You should NOT sign up for Part B if you are going to continue on group insurance.  Part B has an expense with it every month that adds to the total cost of your insurance.  In addition, once you elect your Part B coverage you have a window of six months to sign up for either a Medicare Supplement without having to answer medical underwriting questions or three months to elect either a Medicare Advantage plan or a prescription Drug Plan.  After those windows expire you are only allowed to enroll during the annual enrollment period.  So, much better to wait to enroll into Part B once you come off your group insurance and go solely onto Medicare. 

What is the Medicare penalty for not enrolling?

If you do not have creditable coverage after the age of 65 there is a lifelong penalty for Medicare Part B and Medicare Part D. 

The Medicare Part B penalty is 10% of the monthly premium for Part B times the number of years that you went without coverage.  This penalty is added to your monthly premium every month for the rest of your life.

The Medicare Part D penalty is 1% of the national average premium per month times the number of months that you went without coverage.  This penalty is added to your monthly premium every month for the rest of your life.  

Do I need to notify Medicare if I am staying on group insurance?

No, you do not need to notify Medicare that you are going to stay on your group insurance and will not enroll right now.  When you decide to transition to Medicare there are two forms that you will need to complete. 

The first form confirms that you have had health insurance and that the prescription portion of that coverage was considered creditable coverage. 

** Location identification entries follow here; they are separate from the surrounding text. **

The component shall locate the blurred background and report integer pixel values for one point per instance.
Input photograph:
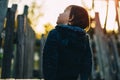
(25, 24)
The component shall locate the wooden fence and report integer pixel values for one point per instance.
(18, 63)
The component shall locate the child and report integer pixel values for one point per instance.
(67, 52)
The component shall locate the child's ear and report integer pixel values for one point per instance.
(71, 18)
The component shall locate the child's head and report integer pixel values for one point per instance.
(74, 15)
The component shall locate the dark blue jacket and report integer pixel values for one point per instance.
(66, 53)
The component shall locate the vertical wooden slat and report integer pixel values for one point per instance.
(20, 48)
(8, 45)
(102, 50)
(25, 48)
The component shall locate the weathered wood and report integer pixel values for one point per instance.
(29, 51)
(3, 11)
(8, 45)
(25, 49)
(102, 50)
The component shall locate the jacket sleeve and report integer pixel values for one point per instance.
(50, 56)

The second form states that your group coverage is going to terminate and states the date it will terminate and so you are requesting that your Medicare begin.  Note that you can have your Medicare begin on the first of any Month so most people will have their group insurance carry them through the end of the prior month in order to not have any lapse in coverage.

TIPS:

  1. Enrolling into either a Medicare Supplement and Prescription Drug Plan or a Medicare Advantage plan has the same premium whether you call the insurance carrier directly or go through an insurance broker. Since it costs you nothing extra – use an insurance broker that specializes in this area.  You can take advantage of their experience and expertise for free.
  2. Have someone review your coverage annually. Prices change year to year and sometimes dramatically.  Take advantage of the free service some brokers offer.
  3. If you have questions reach out and ask for help. It’s a big program that has a lot of rules and regulations that you may not be familiar with.  Make sure that you are going to make a mistake or get penalized because of a rule or regulation you were not familiar with—call an expert for help.